沖縄の若者たちはどのような現実を生きているのか?(写真:打越正行)
沖縄の若者たちはどのような現実を生きているのか?(写真:打越正行)

沖縄の暴走族の集会に通いつめ、30歳で「パシリ」になり調査

 沖縄の成人式でド派手なヤンキーファッションや髪形をした新成人たちが大騒ぎをして、ときには逮捕までされる出来事は、テレビの「暇ネタ」程度の扱いで消費されているのがオチで、彼らがどういう出自や背景を持ち、なぜあのような行為に懸命になるのかということについて掘り下げられることはない。メディアでただの「見せ物」扱いでしかなかった彼らと半ば一体化し、ときには共に働きながら調査を続けたのが打越正行である。社会学者である打越は「参与観察」という社会学用語を使うが、沖縄の暴走族の集会に通いつめ、30歳にして「パシリ」にしてもらうことから調査を始めたのだから、その突破力にはただただ瞠目するしかない。

写真:打越正行
写真:打越正行

 本書は沖縄版の、ポール・ウィリスの『ハマータウンの野郎ども――学校への反抗労働への順応』(熊沢誠・山田潤訳、一九八五年、筑摩書房)だ。イギリスの中等学校を出てすぐに就職する「労働者階級」に固定される学校の一つである「ハマータウン校」の不良たちの生活や言葉を記録し、社会の捩れを指摘したこのレポートと、打越が記録した沖縄の「下層階級」と社会との関係性には多くの共通点を見出せる。

地元の先輩・後輩関係から抜け出せない少年や少女たち

 つい先日も、打越が身を置いていた少年たちのありようを体現する事件が報道されていた(「琉球新報」2019年2月12日)。振り込め詐欺の「かけ子」として逮捕された沖縄出身の十代少年のことだ。記事によれば、沖縄の地元の先輩から騙され「逃げられない環境があった」、「本島の中学を卒業した少年は母子家庭で金銭面は苦しく、高校へは進学しなかった。(中略)関東で建設業の仕事に就いた」という。

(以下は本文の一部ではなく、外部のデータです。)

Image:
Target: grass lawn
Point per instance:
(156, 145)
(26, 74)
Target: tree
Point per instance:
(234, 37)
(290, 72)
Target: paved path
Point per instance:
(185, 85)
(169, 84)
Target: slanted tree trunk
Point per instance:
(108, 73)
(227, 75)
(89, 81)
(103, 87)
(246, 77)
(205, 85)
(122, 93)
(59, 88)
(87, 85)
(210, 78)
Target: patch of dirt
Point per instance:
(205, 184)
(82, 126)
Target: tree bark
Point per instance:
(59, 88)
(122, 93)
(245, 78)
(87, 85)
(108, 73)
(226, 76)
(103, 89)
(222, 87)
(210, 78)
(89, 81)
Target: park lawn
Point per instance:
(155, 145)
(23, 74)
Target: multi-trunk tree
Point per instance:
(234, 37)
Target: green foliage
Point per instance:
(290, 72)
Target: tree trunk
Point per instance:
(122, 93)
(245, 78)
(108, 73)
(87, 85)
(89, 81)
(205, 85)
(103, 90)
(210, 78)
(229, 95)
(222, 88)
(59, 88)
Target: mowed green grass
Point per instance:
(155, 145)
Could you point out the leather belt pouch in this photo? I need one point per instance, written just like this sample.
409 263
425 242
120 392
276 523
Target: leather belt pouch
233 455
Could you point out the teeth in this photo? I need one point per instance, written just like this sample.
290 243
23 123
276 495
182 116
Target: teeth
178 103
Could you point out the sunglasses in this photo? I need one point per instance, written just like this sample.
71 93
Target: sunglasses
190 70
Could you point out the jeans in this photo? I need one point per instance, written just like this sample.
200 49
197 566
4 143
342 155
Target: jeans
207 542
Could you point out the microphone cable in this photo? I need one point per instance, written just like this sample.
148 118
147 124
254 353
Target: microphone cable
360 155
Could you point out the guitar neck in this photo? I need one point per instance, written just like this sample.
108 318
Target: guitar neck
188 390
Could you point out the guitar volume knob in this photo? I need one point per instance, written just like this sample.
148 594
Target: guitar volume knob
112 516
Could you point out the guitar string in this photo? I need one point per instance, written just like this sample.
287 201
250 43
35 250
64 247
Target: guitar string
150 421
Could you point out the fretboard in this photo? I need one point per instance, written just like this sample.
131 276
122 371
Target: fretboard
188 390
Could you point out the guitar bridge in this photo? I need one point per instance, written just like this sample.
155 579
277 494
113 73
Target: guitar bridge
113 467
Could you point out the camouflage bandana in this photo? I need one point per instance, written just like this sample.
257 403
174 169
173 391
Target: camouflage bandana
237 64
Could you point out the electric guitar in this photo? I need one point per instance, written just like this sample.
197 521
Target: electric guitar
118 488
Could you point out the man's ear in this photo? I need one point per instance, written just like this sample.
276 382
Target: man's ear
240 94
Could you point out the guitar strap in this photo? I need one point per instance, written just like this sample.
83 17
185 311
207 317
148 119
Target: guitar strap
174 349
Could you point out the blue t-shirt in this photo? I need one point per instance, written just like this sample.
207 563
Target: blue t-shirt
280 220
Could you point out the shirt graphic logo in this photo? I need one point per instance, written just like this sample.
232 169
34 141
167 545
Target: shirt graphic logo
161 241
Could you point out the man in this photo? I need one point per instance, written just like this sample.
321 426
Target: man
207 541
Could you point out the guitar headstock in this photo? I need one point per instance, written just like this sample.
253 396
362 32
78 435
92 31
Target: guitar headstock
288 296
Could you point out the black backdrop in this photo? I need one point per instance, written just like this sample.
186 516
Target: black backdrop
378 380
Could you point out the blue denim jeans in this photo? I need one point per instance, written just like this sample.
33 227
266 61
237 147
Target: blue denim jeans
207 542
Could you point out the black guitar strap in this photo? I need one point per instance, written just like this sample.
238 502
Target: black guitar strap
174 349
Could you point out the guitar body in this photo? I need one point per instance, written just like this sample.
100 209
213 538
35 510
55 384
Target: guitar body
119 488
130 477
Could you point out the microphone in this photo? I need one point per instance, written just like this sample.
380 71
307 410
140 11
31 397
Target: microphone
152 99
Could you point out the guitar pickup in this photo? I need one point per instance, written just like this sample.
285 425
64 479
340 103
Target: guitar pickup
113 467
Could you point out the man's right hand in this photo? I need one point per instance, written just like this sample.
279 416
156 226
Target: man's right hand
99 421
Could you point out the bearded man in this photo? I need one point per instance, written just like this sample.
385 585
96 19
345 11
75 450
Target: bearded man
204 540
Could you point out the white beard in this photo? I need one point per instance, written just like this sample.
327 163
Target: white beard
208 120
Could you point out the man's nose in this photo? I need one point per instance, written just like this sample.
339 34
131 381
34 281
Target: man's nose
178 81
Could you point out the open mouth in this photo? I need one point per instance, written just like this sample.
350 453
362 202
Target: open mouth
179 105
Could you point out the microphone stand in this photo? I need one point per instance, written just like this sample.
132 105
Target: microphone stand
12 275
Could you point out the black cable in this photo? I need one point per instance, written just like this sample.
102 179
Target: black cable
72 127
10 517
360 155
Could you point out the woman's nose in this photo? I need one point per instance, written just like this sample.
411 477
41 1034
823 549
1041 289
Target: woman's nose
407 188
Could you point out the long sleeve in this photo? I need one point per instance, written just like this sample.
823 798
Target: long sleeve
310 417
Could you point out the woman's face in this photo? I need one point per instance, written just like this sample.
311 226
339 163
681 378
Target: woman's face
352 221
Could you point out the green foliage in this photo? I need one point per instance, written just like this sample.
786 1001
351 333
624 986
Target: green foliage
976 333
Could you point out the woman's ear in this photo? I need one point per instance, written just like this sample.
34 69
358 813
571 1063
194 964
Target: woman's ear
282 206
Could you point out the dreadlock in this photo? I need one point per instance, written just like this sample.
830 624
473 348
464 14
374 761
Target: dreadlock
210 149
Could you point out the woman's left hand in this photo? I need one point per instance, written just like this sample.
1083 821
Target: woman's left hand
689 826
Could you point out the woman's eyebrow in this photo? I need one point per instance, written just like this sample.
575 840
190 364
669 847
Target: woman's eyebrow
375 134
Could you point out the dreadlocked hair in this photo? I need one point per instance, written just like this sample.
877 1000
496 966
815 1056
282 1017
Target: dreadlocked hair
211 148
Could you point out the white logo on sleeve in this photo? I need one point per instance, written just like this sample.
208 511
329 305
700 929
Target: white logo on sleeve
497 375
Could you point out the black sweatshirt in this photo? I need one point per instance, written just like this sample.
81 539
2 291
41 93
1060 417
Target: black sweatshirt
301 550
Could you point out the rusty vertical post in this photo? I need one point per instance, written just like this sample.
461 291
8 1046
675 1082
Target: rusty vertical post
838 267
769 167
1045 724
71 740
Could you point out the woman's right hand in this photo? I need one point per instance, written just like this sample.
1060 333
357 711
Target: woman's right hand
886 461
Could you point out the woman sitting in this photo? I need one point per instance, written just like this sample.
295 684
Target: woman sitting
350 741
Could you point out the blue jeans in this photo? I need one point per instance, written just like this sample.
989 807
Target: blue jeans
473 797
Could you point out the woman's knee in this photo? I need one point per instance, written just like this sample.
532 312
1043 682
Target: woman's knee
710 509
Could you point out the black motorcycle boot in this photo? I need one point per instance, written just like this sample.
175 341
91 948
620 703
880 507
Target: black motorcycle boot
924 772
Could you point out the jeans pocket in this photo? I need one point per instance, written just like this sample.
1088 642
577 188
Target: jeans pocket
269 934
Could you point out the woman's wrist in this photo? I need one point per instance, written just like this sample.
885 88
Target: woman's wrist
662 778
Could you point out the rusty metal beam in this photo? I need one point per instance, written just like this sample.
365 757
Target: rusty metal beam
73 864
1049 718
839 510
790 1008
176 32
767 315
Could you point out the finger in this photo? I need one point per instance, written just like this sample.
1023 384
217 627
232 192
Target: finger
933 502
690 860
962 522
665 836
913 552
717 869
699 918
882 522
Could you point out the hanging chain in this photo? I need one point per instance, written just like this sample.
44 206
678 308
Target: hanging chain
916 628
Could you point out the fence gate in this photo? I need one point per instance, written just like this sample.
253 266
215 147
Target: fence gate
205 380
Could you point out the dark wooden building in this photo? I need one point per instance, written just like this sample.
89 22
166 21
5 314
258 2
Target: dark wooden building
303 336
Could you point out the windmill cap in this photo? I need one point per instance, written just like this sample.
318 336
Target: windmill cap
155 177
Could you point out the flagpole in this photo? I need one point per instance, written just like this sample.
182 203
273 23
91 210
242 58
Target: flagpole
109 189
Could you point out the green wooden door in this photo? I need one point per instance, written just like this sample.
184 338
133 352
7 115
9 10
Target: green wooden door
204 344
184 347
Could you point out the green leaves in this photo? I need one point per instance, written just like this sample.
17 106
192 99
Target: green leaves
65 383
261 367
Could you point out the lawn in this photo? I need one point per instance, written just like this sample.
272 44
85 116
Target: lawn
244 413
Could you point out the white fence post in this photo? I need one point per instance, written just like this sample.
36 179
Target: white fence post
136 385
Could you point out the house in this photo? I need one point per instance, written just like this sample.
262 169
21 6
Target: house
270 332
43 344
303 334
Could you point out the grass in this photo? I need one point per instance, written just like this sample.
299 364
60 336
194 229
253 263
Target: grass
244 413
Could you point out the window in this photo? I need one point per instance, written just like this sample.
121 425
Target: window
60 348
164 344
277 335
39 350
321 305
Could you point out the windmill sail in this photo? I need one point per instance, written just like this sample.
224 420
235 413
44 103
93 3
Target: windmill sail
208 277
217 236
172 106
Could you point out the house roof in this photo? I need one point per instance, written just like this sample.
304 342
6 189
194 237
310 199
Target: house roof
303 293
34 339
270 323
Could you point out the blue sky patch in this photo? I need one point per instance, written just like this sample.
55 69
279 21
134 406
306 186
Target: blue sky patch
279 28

 私も沖縄で起きたいくつかの少年事件を取材したことがあるが、犯罪に手をそめてしまったり、あるいは犠牲者になったり、何らかのかたちで関係していたのは、「地元」(主に同じ中学)の先輩・後輩関係から抜け出せない少年や少女たちだった。

 成人式の衣装代金のために恐喝されたり、カンパを強要されたりして沖縄県内を逃げ回ったが、じきに地元の先輩に追いかけられ捕まってしまい、けっきょくは強盗に入った先の家人を殺害してしまった刑事裁判も傍聴した。コミュニケーションが苦手で、いじめられっ子だった少年は、地元の先輩との関係がどれほど苦しかったかを法廷で涙まじりに述べたが、無期懲役判決が覆ることはなかった。

「地元」という結界でも張られているような底無し沼

 打越は、そういった少年たちの「生活史」を調査するだけでなく、彼らが中学を卒業してから、あらかじめ決まっているかのように入社する建築会社で一定期間働いた。この会社も地元の先輩・後輩の関係で成り立っている。打越は十代の「先輩」たちにこきつかわれながらも、冷静な観察と描写をおこたらなかった。これも「参与観察」なのだが、地元感のリアリティが増すだけでなく、少年たちが「働くこと」をどう考えているのかがわかる。「働くこと」と「犯罪」はたいして差異はなく、先輩からの暴力を甘受することや、妻や恋人の女性へ手をあげるという「犯罪」ともつながっている。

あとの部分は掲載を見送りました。